Article applies to: written for the E36, but applicable to all BMWs.

This is where I will control some of the electronic “toys” in the car. Items controlled here include the radar detector, laser jammer, camera and nitrous system. It also houses the display for the tire pressure monitoring system.

This modification is to be followed and used at the sole risk of the individual performing it. When performing any modifications, there will always be the risk of damage to the car.

MODIFY AT YOUR OWN RISK. Read the procedure carefully and be sure that you feel comfortable with the modification before you begin.

Now on to the fun stuff!!

Carbon Fiber Face Plate:
First, I started out with a blank carbon fiber face plate. I purchased this piece from MK Autosport. It was originally designed to house three 2 1/16″ gauges as part of a gauge kit, but I was able to get it uncut.

This piece is already cut to the right size for the area below the OBC.

Machined Face Plate:
Next, I took the face plate to a machine shop to cut the holes for the switches and Smartire display. I could have used my Dremel tool, but the cuts would not have been as precise.

What can I say, I can be a bit of a perfectionist at times! The rough edges you see are from the adhesive material that came on the back of the face plate. T

hey will not be visible when the switches are in place.

The Switches:
Here is a shot of one of the switches that I used. As you can see, these are not the average switches you find at the local auto parts store or Radio Shack.

I purchased them from a company called Electro-Mech Controls.

They are industrial type switches and were not cheap, but we won’t go into that!!

Front View of Switch:
On this front view of the switch you can see how it is divided in half. It will become obvious why I chose this configuration in later pictures.

I also had amber filters put inside the switches to match the instrument lighting.

One good thing about these switches is that I can change the entire configuration if I wanted without having to remove the switch.

Tire Pressure Monitoring Display:
Here is a shot of the tire pressure monitoring display. This system is pretty cool.

It constantly monitors tire pressure and temperature when the car is moving.

It also has programmable warnings when the tires drop to a certain pressure or pressure deviates from a certain value.

Assembled Control Panel:
This is the control panel assembled prior to installation.

You can also see the function of each switch as identified by the writing on it.

The switches and the display will also be backlit when the rest of the interior illumination is on.

Wiring and Adhesive:
I used some hot glue to keep the components in place.

Each component had a snug fit in the face plate so the glue was more than adequate.

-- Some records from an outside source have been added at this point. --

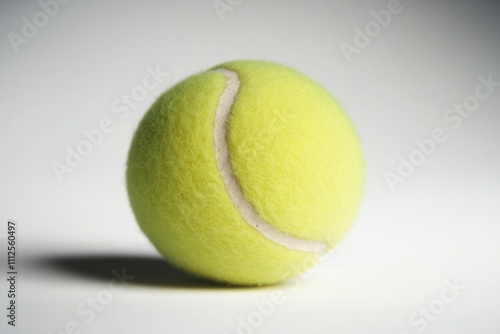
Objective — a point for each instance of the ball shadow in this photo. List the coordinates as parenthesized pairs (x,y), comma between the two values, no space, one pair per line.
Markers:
(136,270)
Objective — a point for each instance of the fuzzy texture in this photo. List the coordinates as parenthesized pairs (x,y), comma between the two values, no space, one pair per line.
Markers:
(292,150)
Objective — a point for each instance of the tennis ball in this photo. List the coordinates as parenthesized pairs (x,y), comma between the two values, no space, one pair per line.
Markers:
(245,173)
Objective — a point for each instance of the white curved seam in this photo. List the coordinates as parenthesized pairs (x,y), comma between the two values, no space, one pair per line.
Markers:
(249,214)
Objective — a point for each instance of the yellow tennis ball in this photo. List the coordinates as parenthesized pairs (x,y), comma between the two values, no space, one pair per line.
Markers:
(245,173)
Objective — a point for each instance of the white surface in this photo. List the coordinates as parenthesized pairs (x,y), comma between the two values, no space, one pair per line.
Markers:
(442,224)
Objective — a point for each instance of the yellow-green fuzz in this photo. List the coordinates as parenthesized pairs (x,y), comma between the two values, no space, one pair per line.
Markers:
(292,151)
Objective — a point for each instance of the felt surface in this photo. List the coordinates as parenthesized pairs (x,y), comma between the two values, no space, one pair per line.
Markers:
(292,150)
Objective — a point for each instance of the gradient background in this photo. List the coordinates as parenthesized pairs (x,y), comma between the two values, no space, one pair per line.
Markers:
(442,224)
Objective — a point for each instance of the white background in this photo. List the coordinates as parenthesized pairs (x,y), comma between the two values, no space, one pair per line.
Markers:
(438,227)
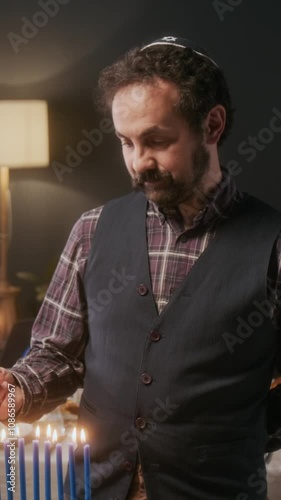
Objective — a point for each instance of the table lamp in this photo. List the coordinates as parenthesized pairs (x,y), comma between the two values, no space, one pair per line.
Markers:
(24,143)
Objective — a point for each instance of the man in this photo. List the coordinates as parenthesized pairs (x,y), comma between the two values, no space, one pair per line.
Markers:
(165,304)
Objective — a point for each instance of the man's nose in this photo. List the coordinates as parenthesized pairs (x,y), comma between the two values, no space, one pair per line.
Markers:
(142,161)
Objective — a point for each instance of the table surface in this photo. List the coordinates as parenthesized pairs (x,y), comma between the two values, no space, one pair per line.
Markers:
(273,472)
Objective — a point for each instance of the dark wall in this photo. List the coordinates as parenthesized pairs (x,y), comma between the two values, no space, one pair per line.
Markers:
(60,62)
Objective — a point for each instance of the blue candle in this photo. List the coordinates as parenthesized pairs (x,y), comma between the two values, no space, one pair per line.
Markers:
(72,471)
(22,469)
(71,466)
(87,472)
(47,467)
(36,486)
(9,471)
(59,471)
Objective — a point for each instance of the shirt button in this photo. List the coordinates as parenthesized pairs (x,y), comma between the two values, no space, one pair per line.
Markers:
(183,238)
(128,465)
(141,423)
(142,289)
(155,336)
(146,378)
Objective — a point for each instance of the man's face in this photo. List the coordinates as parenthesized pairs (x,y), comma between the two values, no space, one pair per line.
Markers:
(164,157)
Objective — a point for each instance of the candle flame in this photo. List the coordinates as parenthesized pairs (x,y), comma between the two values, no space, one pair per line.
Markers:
(82,436)
(55,436)
(49,431)
(74,435)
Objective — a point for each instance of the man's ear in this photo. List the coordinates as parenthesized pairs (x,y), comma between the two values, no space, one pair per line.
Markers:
(214,124)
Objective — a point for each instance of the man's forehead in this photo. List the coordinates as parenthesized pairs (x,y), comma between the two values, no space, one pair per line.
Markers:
(138,92)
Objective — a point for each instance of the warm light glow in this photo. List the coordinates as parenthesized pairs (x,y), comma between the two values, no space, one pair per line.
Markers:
(82,436)
(37,432)
(24,134)
(74,435)
(55,436)
(49,432)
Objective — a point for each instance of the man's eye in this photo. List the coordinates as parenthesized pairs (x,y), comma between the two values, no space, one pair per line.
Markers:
(159,142)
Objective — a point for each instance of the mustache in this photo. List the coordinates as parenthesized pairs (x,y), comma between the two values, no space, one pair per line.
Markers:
(151,175)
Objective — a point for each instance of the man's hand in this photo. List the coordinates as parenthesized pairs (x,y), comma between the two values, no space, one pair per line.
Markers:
(7,378)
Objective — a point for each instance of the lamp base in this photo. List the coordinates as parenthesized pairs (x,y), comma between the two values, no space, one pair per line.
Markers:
(7,311)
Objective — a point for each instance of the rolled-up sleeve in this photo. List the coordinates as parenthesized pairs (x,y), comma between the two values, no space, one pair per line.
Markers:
(54,367)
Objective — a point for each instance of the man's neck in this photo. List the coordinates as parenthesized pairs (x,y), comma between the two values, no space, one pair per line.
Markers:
(202,194)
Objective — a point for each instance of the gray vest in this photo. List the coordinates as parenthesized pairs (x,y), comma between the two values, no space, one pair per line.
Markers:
(187,390)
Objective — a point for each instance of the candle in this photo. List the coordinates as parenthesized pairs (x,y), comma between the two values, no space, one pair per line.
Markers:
(22,469)
(36,486)
(47,464)
(59,466)
(87,466)
(71,465)
(9,472)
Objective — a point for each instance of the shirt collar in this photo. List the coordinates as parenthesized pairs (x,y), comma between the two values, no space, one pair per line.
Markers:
(219,201)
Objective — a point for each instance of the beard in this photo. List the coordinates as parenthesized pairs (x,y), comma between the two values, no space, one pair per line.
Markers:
(168,192)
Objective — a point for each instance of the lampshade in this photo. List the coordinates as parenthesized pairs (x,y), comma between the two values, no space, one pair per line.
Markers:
(24,134)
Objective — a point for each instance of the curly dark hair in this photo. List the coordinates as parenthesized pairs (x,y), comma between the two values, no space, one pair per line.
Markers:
(201,83)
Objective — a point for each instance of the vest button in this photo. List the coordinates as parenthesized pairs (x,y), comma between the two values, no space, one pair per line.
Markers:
(128,465)
(142,289)
(146,378)
(155,336)
(183,238)
(141,423)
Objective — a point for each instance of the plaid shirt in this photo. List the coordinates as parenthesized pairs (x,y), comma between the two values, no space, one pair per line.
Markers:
(54,367)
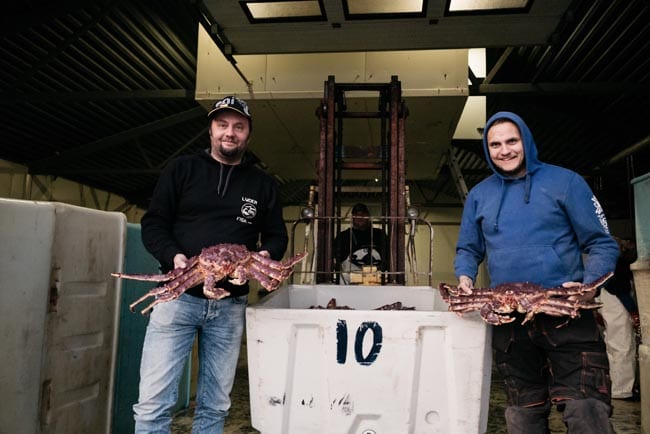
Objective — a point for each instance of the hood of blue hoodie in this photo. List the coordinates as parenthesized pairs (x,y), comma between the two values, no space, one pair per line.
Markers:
(530,155)
(530,148)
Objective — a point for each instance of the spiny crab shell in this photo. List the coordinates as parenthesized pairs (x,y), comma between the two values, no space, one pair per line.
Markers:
(213,264)
(494,304)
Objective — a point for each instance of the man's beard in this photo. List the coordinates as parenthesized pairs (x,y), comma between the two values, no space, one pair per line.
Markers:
(232,154)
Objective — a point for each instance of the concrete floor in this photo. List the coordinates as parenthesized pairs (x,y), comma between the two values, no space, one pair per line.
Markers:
(626,418)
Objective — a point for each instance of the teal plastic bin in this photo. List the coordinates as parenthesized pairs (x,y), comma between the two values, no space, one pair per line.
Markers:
(131,336)
(641,187)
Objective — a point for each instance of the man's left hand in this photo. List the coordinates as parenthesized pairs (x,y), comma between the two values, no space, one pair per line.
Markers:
(587,296)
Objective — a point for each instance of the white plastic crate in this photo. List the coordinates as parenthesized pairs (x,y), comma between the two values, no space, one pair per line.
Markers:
(315,371)
(58,312)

All of the wires were soldered to the switch terminals.

The cable for the tire pressure monitoring system plugs into the back of the display (not installed in this picture).

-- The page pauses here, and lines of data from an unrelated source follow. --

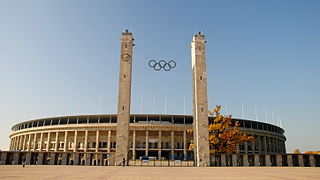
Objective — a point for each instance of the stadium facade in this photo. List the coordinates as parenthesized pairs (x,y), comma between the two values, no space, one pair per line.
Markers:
(126,136)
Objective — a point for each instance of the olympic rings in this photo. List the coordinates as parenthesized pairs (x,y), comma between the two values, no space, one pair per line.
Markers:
(162,64)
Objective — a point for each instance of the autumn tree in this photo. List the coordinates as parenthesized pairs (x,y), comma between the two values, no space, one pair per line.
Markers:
(224,135)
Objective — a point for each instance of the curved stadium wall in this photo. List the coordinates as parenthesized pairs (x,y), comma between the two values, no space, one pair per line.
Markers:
(160,136)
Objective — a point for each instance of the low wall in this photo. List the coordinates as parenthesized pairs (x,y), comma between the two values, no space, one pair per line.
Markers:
(290,160)
(55,158)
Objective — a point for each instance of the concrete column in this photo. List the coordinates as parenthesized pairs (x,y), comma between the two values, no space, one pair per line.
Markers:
(259,145)
(15,158)
(265,144)
(87,158)
(20,142)
(41,142)
(11,144)
(13,139)
(279,159)
(52,158)
(97,140)
(64,159)
(24,142)
(3,158)
(312,161)
(246,147)
(159,145)
(289,159)
(268,162)
(28,158)
(273,145)
(245,160)
(253,145)
(147,143)
(35,142)
(109,141)
(200,101)
(75,141)
(65,144)
(57,139)
(124,97)
(234,160)
(184,142)
(40,158)
(29,142)
(172,143)
(134,144)
(48,141)
(86,141)
(16,143)
(223,160)
(256,160)
(300,158)
(76,159)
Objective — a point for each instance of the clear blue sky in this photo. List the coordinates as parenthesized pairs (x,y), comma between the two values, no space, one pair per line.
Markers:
(62,58)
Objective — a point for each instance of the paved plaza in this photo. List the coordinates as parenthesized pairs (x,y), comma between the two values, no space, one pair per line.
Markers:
(121,173)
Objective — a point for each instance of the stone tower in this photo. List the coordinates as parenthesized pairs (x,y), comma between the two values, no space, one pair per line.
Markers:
(200,102)
(124,97)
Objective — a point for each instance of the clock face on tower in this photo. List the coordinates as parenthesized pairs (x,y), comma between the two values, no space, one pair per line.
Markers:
(125,57)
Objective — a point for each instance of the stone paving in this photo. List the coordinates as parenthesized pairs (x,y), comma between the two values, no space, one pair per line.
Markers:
(145,173)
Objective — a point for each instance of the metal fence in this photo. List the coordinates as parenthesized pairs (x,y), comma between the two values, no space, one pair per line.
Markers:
(165,163)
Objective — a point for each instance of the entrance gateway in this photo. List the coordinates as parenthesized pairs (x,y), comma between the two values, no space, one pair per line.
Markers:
(200,102)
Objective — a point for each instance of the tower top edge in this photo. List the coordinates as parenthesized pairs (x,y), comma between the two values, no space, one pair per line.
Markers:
(126,32)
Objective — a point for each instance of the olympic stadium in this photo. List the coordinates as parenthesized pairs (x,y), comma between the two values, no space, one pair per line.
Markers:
(159,136)
(125,138)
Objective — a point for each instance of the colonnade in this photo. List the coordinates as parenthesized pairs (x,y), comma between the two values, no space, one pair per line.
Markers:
(142,141)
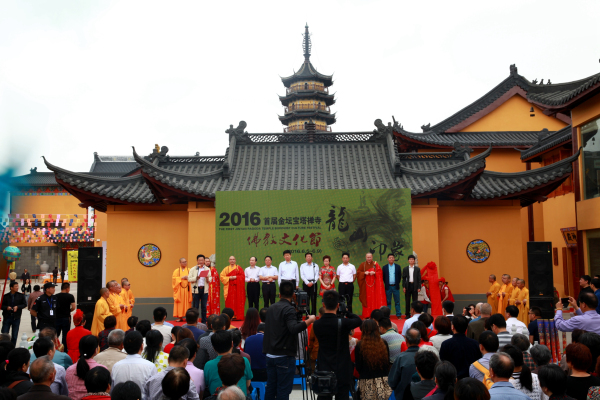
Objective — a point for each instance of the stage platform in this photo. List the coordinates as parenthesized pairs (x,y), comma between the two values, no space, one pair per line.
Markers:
(238,324)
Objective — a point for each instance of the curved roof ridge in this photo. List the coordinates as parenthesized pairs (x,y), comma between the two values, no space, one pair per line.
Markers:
(113,178)
(537,171)
(147,164)
(459,165)
(514,79)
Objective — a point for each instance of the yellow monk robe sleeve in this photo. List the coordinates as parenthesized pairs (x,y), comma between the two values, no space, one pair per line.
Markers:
(113,304)
(176,283)
(225,280)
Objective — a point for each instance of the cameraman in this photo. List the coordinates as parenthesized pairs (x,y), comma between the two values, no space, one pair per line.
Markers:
(280,343)
(329,358)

Sunglass Holder Installation:
Here you can see a rear view of the sunglass holder with the panel installed.

You can also see where I had to cut it in order to make the switches fit.

When you remove the back part of the sunglass holder as I did, the structural integrity of the sunglass holder becomes weaker.

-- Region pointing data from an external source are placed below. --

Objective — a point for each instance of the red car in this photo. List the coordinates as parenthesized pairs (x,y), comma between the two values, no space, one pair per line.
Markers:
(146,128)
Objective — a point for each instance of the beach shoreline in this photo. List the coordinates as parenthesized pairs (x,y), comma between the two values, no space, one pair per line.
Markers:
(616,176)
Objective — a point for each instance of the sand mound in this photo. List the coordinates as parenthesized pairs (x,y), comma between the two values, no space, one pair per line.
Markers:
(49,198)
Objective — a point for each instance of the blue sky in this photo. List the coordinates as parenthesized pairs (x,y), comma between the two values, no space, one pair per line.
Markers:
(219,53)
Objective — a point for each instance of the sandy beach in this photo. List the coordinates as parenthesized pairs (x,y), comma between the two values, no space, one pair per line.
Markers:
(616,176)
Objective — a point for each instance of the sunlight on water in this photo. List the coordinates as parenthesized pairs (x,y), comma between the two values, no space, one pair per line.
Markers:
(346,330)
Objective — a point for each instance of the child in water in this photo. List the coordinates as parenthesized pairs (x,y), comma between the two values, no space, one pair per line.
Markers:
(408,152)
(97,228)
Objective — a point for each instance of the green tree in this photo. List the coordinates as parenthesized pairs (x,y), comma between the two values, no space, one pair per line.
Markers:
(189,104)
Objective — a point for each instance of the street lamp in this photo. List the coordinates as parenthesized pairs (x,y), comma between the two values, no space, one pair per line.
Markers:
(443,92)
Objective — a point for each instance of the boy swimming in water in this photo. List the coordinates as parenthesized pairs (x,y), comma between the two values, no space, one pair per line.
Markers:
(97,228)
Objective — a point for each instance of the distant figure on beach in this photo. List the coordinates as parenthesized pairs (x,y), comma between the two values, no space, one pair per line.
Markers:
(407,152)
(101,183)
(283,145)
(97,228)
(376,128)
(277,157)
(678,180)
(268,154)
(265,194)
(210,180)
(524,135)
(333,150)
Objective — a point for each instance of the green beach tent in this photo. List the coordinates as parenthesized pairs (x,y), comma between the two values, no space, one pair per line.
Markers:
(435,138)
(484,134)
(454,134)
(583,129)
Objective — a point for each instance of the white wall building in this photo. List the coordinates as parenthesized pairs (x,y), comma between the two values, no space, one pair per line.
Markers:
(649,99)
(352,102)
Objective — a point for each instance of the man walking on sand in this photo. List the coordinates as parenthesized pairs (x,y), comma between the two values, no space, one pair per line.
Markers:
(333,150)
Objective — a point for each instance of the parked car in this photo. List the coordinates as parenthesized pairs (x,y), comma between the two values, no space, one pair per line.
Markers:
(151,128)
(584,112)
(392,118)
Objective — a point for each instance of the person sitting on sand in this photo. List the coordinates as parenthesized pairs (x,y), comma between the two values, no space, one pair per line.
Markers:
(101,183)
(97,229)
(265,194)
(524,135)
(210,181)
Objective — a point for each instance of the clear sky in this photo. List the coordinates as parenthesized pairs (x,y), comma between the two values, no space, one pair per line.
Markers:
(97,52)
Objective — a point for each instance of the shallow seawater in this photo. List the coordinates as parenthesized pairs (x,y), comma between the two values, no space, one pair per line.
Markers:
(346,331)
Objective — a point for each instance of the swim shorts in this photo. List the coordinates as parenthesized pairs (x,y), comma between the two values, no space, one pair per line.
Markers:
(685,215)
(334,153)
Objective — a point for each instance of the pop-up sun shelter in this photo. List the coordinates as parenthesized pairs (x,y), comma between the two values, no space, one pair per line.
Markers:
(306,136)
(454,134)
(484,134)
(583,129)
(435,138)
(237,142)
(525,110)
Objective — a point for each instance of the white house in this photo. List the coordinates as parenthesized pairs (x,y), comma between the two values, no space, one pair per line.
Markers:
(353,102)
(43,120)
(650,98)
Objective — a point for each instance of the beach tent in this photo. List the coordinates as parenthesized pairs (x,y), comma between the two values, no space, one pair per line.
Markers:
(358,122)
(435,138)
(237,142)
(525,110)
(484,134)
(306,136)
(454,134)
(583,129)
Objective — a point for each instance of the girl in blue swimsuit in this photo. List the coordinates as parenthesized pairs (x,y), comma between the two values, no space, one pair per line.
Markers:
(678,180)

If you attempt an install like this, I recommend you only cut out the openings that are required.

That being said, however, everything went back together in the car just fine.

Sunglass Holder Installation:
To hold the panel in place, I used the 3M adhesive that came on the back of the face plate.

This actually worked out better than expected.

Just be sure to clean the adhesion surfaces thoroughly for maximum adhesion.

Final Installation:
This is the panel installed in the car with everything back together.

One concern I had about this install was not being able to get the OBC out without peeling the panel away from the sunglass holder (to get to that little hole under the OBC to push it out).

Well, I found out that you can take the OBC out by gently using a flat head screwdriver and prying it out from above the OBC.

That is good in case I ever need to get back there again. In case you can’t see what the switches control, the upper three control the V1, laser jammer and camera.

The bottom three control the nitrous system, specifically, the bottle opener, bottle heater and system arming switch.

Here can see what the illumination looks like, both in the daytime and at night.

I tied the lights of the switches to the light circuit of the car (so they come on when the instrument lights come on and can be dimmed).

I used the wire that was originally used to illuminate the lighter socket since it was the most convenient one.

If a particular component is on, the top and bottom half of the switch will be illuminated to indicate the component is energized, regardless if the instrument cluster lights are on.

In the bottom picture you also get a good shot of the tire pressure monitoring system when illuminated at night.